Home Protocols Protocol for assembling annealed DNA oligonucleotides and a double-stranded DNA vector using NEBuilder HiFi DNA Assembly (NEB #E2621)

Protocol for assembling annealed DNA oligonucleotides and a double-stranded DNA vector using NEBuilder HiFi DNA Assembly (NEB #E2621)


The following method allows you to anneal short overlapping DNA oligos (generally 60 nucleotides (nt) each) to assemble a longer double-stranded DNA (dsDNA) fragment. The annealed nicked dsDNA fragment can then be combined and assembled with a linearized vector fragment. This annealed oligo protocol provides an alternative to short, synthesized dsDNA, such as gBlocks.

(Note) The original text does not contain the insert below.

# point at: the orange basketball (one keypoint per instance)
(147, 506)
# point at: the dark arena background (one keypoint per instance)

This protocol is recommended for the assembly of the following types of DNA fragments:

  • Annealed short DNA oligos forming a nicked dsDNA fragment
  • dsDNA vector linearized by PCR or restriction digest



 

Annealed DNA Oligo Design

Short, annealed ssDNA oligos (60 nt each) should be designed with 30 nt overlaps with adjacent complementary oligos. When annealed, the overlapping oligos will form a nicked dsDNA fragment with no gaps, and ssDNA vector overlaps at each end. Please note that DNA oligos with 5’ phosphates are not required.

DNA Quantities

This protocol uses a 1:50 (vector:insert) molar ratio with 0.02 picomoles of vector and 1 picomole of annealed oligos.

Protocol

  1. Prepare oligos for annealing by adding 1 ul of each oligo (100 μM stock) to a final concentration of 0.2 μM (0.2 pmol/μl) using 1X NEBuffer r2.1*. This can be done by combining 1 µl of each 100 μM oligo stock in a single tube with an appropriate volume of buffer for a total volume of 500 μl.

    2. Component 500 µl Volume Final Conc. Or Amount
    Overlapping Oligos (100 μM stock concentration) 1 μl of each oligo, for a total of X μl 0.2 μM (0.2 pmol/μl) of each oligo
    1X NEBuffer r2.1* Buffer volume = (500 μl  - X μl) 1X

    *Note: you can also use TE buffer (10 mM Tris, 0.1 mM EDTA; pH 8.0) supplemented with 50 mM NaCl as an annealing buffer

  2. Heat the oligo mixture solution at 100°C for 3 min and allow to cool at room temperature for 20 min. The annealed oligos are ready to assemble.

  3. Set-up the following reaction on ice:

    4. Component 20 µl Reaction Final Conc. Or Amount
    Annealed Oligo Mixture
    (0.2 pmol/μl)    		 5 μl 1 pmol
    (1:50 vector:insert ratio)
    Linearized Vector (0.02 pmol/μl)** 1 μl 0.02 pmol
    Nuclease-free Water 4 μl  
    NEBuilder HiFi DNA Assembly Master Mix 2X 10 μl 1X

    ** NEBioCalculator (NEBioCalculator.neb.com) can help with DNA mass to molar quantity conversions for both ssDNA and dsDNA.

  4. Incubate the reaction at 50°C in a thermocycler for 60 min.  Transform 2 μl of assembled mix into 50 μl of NEB 5-alpha Competent E. coli (High Efficiency) (NEB #C2987) following the recommended protocol.

Note: If you are working with large plasmids >10 kb in size we recommend NEB® 10-beta Competent E. coli (High Efficiency) (NEB #C3019H). If your plasmid or insert contain repetitive sequences, we recommend NEB® Stable Competent E. coli (High Efficiency) (NEB #C3040H).